The European Commission, the United Kingdom, The Czech Republic, Italy and Ireland have all issued detailed comments on the ‘nano register’ notified by Belgium.

Belgium itself had summarised the draft as follows:

The draft legislation implements a register of substances manufactured at the nanoscale based on declarations of products containing such substances by the parties placing these products on the market. 
To this end, the draft legislation mandates that substances manufactured at the nanoscale, and preparations containing them, be declared if more than 100 grams of these substances are placed on the market per year (the declaration covers the characteristics of the substances, the quantity of substances manufactured at the nanoscale placed on the market, the use of the preparation or substance concerned and the identity of professional purchasers and users). 
The draft legislation also lays down an obligation to make a simplified declaration for articles incorporating a substance or substances manufactured at the nanoscale, as long as more than 100 grams are placed on the market per year and the article emits more than 0.1% of substances manufactured at the nanoscale when in use (only a reduced list is required of the characteristics of the substances manufactured at the nanoscale). 
Provisions are laid down concerning data protection and confidentiality, as well as concerning research and development activities. 
The draft additionally covers the mutual recognition of the numbers of any declarations made by non-Member States, thus reducing the impact of the draft legislation on the free movement of the products concerned.

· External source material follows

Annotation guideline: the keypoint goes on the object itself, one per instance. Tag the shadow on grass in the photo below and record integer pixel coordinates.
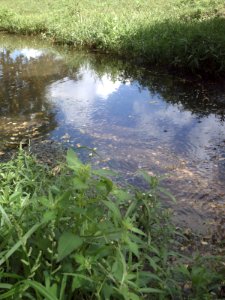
(197, 45)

Under the notification procedure of Directive 98/34, Member States have to notify draft ‘technical regulations’ which may impede the Internal Market. This is followed by a standstill period and by an opportunity for other Member States, and the European Commission, to issue comments. Detailed comments extend the standstill period – in the case of Belgium’s nano register, now until early January 2014.

I am not in fact entirely convinced that the nano register is a ‘technical regulation’ under the Directive – Belgium would seem to have opted for the cautious approach, apparently in contrast with its approach vis-a-vis the mirror provisions under WTO law: the WTO has a similar regime under the Agreement on Technical Barriers to Trade (see also Agapi Patsa and Anna Gergely on same) – albeit with less strict consequences if a Member fails to notify. I was not able to locate Belgium’s notification in the TBT’s IMS  This database can be a bit moody, whence Belgium may have notified but I cannot find it. Alternatively, Belgium may have decided that the register does not qualify as a technical regulation under WTO law..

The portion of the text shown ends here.